An international research consortium plans to catalog genetic alterations in 50 different types of cancer in what amounts to be the largest human genome resequencing project launched to date.
The International Cancer Genome Consortium, which launched this week, was created to serve as an umbrella for existing and future cancer genome projects worldwide.
Over the next decade or so, the group will use new sequencing technologies and other molecular tools to comprehensively analyze approximately 25,000 cancer genome samples for a total estimated cost of $1 billion, and to make the data publicly available.
“It’s very much the next-generation sequencing technologies which are driving this consortium …, which we could not even imagine three years ago” because of the prohibitive cost, said Tom Hudson, president and scientific director of the Ontario Institute for Cancer Research in Toronto, which serves as the ICGC’s headquarters.
Current members hail from North America, China, Singapore, Japan, the European Union, Australia, and India.

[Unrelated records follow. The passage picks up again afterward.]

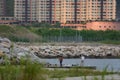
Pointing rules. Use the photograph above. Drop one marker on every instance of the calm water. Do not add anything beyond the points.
(114, 64)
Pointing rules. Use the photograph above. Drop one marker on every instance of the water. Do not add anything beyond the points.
(113, 64)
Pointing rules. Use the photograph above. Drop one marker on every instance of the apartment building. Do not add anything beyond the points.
(25, 10)
(65, 11)
(2, 7)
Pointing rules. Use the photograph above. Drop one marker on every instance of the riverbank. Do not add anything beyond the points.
(76, 50)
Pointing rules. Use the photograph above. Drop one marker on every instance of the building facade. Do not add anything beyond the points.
(25, 10)
(65, 11)
(2, 8)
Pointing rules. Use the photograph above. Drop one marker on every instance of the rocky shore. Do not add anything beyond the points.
(76, 51)
(53, 51)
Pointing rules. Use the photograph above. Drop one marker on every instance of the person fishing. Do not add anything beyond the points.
(60, 60)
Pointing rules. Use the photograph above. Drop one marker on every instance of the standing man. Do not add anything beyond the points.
(60, 60)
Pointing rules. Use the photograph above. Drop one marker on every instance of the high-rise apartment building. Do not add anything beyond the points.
(25, 10)
(2, 8)
(65, 11)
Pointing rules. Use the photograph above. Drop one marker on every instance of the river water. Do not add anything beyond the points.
(113, 64)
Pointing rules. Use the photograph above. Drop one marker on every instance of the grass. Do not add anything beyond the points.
(75, 72)
(18, 33)
(111, 42)
(27, 70)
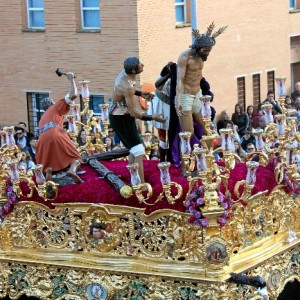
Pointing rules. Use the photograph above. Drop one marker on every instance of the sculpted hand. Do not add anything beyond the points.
(159, 118)
(70, 76)
(180, 113)
(148, 96)
(263, 292)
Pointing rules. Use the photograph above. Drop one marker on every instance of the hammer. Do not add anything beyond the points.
(60, 73)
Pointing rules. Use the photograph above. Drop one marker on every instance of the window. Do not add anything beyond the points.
(180, 11)
(241, 91)
(256, 89)
(271, 80)
(292, 4)
(90, 14)
(34, 110)
(35, 14)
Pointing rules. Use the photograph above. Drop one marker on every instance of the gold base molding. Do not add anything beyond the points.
(57, 282)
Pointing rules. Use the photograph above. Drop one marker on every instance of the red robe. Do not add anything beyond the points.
(54, 147)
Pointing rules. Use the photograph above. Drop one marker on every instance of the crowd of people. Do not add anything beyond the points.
(176, 107)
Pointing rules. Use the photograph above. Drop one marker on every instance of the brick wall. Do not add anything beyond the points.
(257, 40)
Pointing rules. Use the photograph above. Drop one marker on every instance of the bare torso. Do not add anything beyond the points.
(192, 75)
(122, 87)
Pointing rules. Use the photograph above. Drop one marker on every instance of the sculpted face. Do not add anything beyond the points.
(204, 52)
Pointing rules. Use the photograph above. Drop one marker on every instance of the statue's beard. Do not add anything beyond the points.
(203, 56)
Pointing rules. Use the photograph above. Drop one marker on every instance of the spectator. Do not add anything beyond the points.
(26, 161)
(113, 136)
(296, 92)
(288, 103)
(32, 147)
(81, 138)
(240, 118)
(66, 126)
(238, 150)
(224, 116)
(252, 115)
(251, 149)
(255, 119)
(28, 135)
(109, 144)
(271, 99)
(20, 138)
(247, 138)
(22, 169)
(230, 125)
(262, 123)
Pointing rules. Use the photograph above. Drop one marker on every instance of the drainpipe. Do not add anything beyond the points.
(194, 15)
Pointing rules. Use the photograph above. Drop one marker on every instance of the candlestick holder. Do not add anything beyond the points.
(247, 184)
(267, 108)
(9, 136)
(185, 148)
(167, 184)
(147, 143)
(137, 186)
(72, 131)
(75, 111)
(104, 116)
(85, 94)
(205, 108)
(281, 90)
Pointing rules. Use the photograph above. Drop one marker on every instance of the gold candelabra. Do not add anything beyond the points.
(167, 184)
(105, 120)
(137, 186)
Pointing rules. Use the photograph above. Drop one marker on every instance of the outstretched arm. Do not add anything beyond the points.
(181, 69)
(73, 88)
(134, 109)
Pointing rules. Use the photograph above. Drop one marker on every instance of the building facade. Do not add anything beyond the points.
(92, 38)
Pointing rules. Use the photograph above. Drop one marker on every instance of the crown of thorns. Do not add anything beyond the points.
(207, 39)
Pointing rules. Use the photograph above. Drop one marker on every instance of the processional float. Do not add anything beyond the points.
(239, 230)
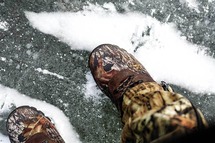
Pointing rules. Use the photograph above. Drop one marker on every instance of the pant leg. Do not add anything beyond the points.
(151, 114)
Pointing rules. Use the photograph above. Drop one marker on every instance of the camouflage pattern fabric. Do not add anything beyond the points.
(151, 114)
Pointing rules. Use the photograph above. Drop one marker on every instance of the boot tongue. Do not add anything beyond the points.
(124, 80)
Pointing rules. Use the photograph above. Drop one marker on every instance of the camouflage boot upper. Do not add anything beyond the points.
(151, 112)
(28, 125)
(114, 70)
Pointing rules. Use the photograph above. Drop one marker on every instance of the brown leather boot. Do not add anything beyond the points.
(115, 70)
(28, 125)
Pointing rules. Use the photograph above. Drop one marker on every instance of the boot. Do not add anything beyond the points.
(28, 125)
(115, 70)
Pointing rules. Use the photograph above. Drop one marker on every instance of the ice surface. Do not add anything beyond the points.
(167, 55)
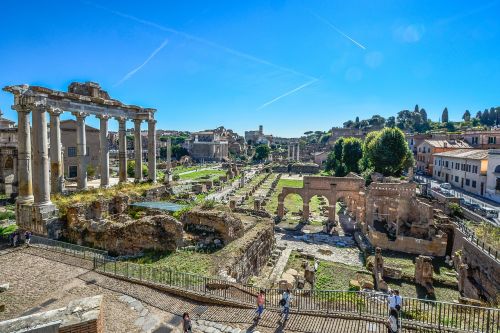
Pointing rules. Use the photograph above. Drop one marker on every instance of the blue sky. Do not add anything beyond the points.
(291, 66)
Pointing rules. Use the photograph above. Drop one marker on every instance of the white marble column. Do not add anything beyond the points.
(138, 150)
(41, 183)
(56, 165)
(25, 187)
(152, 150)
(81, 150)
(122, 149)
(104, 147)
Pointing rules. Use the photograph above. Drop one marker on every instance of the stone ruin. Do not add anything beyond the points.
(423, 274)
(378, 271)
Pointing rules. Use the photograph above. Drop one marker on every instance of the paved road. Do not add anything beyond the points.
(459, 193)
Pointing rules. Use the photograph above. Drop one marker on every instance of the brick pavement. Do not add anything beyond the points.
(50, 272)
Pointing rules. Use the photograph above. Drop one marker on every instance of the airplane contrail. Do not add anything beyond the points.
(202, 40)
(138, 68)
(287, 93)
(324, 20)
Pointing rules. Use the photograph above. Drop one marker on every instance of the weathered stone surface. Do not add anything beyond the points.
(122, 234)
(228, 225)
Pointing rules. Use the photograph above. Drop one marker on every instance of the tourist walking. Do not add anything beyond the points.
(186, 323)
(285, 302)
(27, 237)
(261, 300)
(392, 321)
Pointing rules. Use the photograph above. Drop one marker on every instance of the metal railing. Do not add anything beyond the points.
(68, 248)
(364, 305)
(472, 237)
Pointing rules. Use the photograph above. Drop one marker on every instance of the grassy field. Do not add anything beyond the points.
(330, 275)
(293, 202)
(63, 201)
(203, 174)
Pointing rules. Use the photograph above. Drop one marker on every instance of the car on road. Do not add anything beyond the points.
(446, 186)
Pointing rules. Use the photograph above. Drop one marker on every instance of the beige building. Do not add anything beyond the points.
(68, 141)
(429, 147)
(463, 168)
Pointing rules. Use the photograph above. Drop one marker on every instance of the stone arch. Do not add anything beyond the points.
(281, 201)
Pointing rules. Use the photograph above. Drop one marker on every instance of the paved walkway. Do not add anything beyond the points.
(39, 277)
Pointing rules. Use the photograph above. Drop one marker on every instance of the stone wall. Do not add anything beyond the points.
(246, 256)
(228, 225)
(434, 247)
(479, 273)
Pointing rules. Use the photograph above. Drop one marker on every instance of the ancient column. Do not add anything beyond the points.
(81, 150)
(138, 150)
(152, 150)
(41, 185)
(24, 155)
(104, 147)
(56, 165)
(122, 149)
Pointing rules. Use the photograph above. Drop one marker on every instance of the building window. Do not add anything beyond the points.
(71, 152)
(73, 171)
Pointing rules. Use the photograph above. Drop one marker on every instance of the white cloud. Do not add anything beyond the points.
(374, 59)
(411, 33)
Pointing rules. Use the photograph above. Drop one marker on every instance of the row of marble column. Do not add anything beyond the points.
(294, 151)
(35, 186)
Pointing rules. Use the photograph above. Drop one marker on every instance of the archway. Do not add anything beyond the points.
(319, 210)
(8, 175)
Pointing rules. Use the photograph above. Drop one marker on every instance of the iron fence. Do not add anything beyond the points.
(472, 237)
(68, 248)
(367, 305)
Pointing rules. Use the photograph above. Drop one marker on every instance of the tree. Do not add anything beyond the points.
(444, 116)
(388, 152)
(261, 152)
(352, 152)
(391, 122)
(466, 116)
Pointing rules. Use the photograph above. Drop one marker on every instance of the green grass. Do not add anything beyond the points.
(5, 231)
(201, 174)
(293, 202)
(7, 215)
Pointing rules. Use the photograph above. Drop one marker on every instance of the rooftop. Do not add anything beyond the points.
(448, 143)
(472, 154)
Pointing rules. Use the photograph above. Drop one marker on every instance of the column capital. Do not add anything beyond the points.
(103, 116)
(55, 111)
(79, 114)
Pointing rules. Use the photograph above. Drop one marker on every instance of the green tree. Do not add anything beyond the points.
(261, 152)
(444, 116)
(352, 151)
(466, 116)
(388, 152)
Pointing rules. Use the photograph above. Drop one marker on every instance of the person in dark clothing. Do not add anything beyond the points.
(186, 323)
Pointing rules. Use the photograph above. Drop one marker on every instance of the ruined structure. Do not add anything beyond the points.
(423, 274)
(34, 207)
(347, 189)
(397, 220)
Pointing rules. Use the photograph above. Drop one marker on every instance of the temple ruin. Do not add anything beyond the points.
(40, 174)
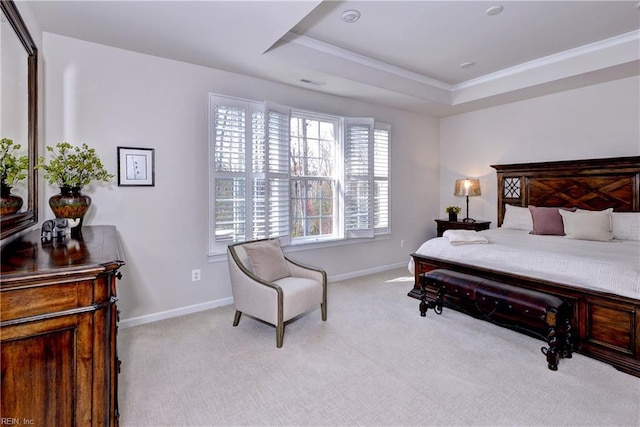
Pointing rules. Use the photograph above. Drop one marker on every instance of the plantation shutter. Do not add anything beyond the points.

Members fund the projects they contribute to the consortium.
“It’s a very ambitious project,” ICGC member Mike Stratton, deputy director of the Wellcome Trust Sanger Institute and head of the institute’s Cancer Genome Project, told In Sequence this week “There will never have been a sample collection in cancer as big as this one will be in its aggregate.”
Projects like the Sanger’s Cancer Genome Project or the US National Institute of Health’s Cancer Genome Atlas will continue their work but will contribute their data to the ICGC and adhere to its mandates, according to the consortium.

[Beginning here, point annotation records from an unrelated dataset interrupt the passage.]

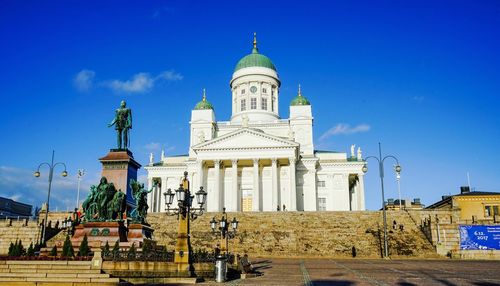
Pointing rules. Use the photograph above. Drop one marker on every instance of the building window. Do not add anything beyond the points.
(243, 105)
(264, 104)
(321, 204)
(491, 211)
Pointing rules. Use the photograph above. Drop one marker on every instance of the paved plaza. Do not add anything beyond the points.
(372, 272)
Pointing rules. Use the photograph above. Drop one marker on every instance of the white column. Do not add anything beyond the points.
(256, 190)
(274, 171)
(161, 204)
(150, 195)
(201, 174)
(233, 196)
(310, 193)
(218, 199)
(293, 186)
(361, 192)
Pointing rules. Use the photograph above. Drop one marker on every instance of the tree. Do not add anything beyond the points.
(68, 248)
(53, 252)
(84, 249)
(116, 250)
(131, 252)
(31, 250)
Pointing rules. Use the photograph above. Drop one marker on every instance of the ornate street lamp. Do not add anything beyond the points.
(397, 168)
(80, 173)
(225, 233)
(51, 173)
(185, 212)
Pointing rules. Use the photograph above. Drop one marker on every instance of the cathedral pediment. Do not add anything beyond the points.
(246, 138)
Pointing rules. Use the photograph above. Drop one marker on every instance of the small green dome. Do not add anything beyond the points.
(255, 59)
(203, 104)
(300, 100)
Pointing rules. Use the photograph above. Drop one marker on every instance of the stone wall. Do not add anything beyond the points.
(11, 230)
(304, 234)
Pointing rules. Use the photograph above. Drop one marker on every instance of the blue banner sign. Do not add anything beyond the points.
(479, 237)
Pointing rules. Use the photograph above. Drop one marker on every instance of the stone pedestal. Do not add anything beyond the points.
(137, 233)
(98, 233)
(119, 167)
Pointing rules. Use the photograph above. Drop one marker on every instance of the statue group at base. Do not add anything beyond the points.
(105, 203)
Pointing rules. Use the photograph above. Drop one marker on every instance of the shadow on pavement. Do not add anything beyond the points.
(332, 282)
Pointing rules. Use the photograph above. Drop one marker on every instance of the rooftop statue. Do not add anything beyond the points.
(122, 123)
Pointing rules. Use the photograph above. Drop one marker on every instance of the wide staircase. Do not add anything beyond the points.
(305, 234)
(12, 230)
(39, 272)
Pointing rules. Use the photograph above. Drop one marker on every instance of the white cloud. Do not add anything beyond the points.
(169, 76)
(344, 129)
(83, 80)
(418, 99)
(141, 82)
(138, 83)
(153, 146)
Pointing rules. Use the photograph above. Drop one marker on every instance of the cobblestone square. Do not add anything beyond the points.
(372, 272)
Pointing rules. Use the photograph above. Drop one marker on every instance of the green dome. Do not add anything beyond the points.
(203, 104)
(255, 59)
(300, 100)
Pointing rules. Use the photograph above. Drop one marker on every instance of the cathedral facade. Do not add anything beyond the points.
(258, 161)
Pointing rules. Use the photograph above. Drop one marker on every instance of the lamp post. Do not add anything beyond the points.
(225, 233)
(185, 212)
(51, 173)
(80, 173)
(398, 177)
(381, 160)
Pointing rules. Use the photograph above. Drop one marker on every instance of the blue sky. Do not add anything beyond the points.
(422, 77)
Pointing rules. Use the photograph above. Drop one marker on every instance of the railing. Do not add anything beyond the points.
(160, 256)
(164, 256)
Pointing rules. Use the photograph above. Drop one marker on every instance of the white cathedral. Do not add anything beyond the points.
(258, 161)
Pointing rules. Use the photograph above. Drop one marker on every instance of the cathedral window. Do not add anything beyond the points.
(264, 104)
(321, 204)
(243, 105)
(253, 103)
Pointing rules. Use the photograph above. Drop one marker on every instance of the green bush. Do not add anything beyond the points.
(67, 248)
(11, 248)
(116, 249)
(31, 251)
(105, 249)
(84, 249)
(20, 249)
(131, 252)
(53, 252)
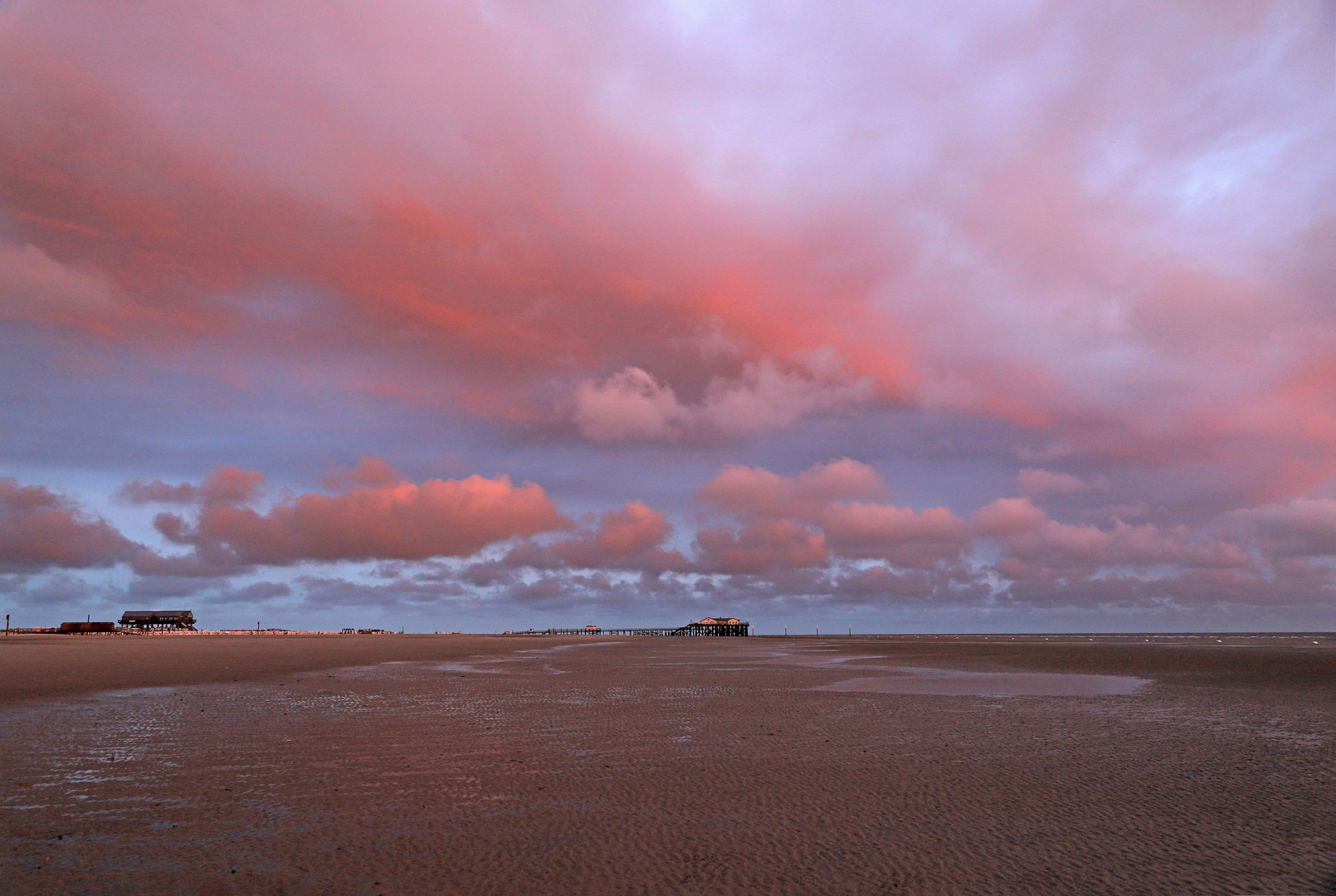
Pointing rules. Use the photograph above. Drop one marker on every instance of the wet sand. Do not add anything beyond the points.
(675, 766)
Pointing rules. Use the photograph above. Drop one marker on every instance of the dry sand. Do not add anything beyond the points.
(667, 766)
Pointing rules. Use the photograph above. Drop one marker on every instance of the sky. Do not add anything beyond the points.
(484, 315)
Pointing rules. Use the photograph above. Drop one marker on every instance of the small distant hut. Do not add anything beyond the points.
(159, 620)
(85, 628)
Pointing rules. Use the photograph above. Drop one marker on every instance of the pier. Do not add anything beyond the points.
(709, 626)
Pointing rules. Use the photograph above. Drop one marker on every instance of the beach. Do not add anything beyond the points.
(475, 764)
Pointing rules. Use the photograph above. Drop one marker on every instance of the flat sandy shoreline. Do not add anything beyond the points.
(37, 666)
(41, 666)
(313, 766)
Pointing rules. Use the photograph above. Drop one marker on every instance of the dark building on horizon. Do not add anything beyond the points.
(159, 620)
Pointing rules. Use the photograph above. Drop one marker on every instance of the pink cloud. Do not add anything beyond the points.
(627, 538)
(760, 547)
(1037, 482)
(392, 521)
(41, 529)
(826, 499)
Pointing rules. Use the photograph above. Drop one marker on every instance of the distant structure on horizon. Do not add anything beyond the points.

“TCGA will continue to operate independently but participate through their data and through their participation in the executive committee of ICGC,” Brad Ozenberger, a program director at the National Human Genome Research Institute who is involved in the ICGC, told In Sequence.
The central aim of the consortium is to catalog genomic abnormalities, or somatic mutations, in 50 cancer types or subtypes, including SNPs, insertions, deletions, copy number changes, translocations, and other chromosomal rearrangements.
Its researchers will also generate gene-expression and DNA-methylation data for these samples, and will have the option to analyze other genomic components, such as the proteome or the metabolome.
To distinguish somatic from inherited sequence variations, the scientists will analyze tumors and matched non-cancerous tissue from the same patient.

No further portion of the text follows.